Single Incision Endosurgery for Inflammatory Bowel Disease in Children and Adolescents: A Case Series

Lena Perger, MD, Carrie A Laituri, MD, Shawn D St. Peter, MD, Oliver J Muensterer, MD PhD, Keith E Georgeson, MD, Carroll M Harmon, MD PhD. Children’s Hospital of Alabama, Birmingham, AL, Children’s Mercy Hospital, Kansas City, MO

Background: Many children with Crohn’s disease develop complications requiring intestinal resection. For ulcerative colitis, proctocolectomy with J-pouch and ileoanal anastomosis is the procedure of choice. Laparoscopy has become a common approach for both procedures in adults and children. We report the initial experience from two pediatric institutions with single incision laparoscopic technique for operating for inflammatory bowel disease.

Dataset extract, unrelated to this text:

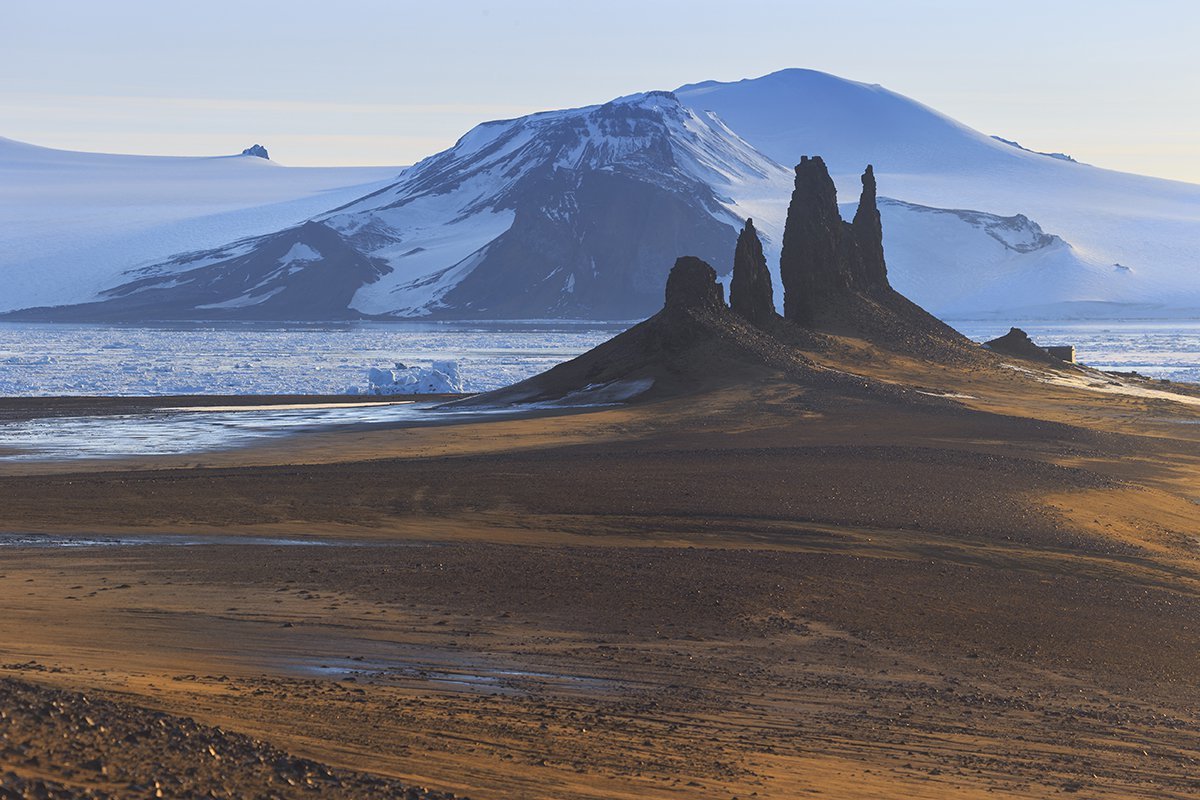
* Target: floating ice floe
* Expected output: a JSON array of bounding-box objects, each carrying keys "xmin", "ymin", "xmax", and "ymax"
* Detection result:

Materials and methods: Between November 2009 and August 2010 we performed fifteen single incision endosurgical operations on fourteen patients 5 to 17 years old who weighed between 24 and 72 kg. Thirteen patients with Crohn’s disease underwent small bowel resection or ileocecectomy. One patient with ulcerative colitis had a total abdominal colectomy with end ileostomy, followed by proctectomy and J pouch with ileoanal anastomosis. Perioperative complications were recorded.

Results: All Crohn’s disease operations were performed through an umbilical multilumen port. All anastomoses were stapled extracorporealy. Total abdominal colectomy was performed through two multilumen ports, one placed in the umbilicus and one in the right lower quadrant, which was used for subsequent creation of an end ileostomy. The J pouch with ileoanal pull-through was done through a single umbilical multilumen port. There were three post-operative complications: one anastomotic leak 4 days post-operatively, one small bowel obstruction with perforation 2 weeks post-operatively, and one enterocutaneous fistula 3 weeks post-operatively.

Conclusions: Single incision endosurgery appears to be a reasonable alternative in children and adolescents with inflammatory bowel disease who require operative therapy. With improved instrumentation and more experience, we expect an increased use of single incision endosurgery in children with complex intestinal disease.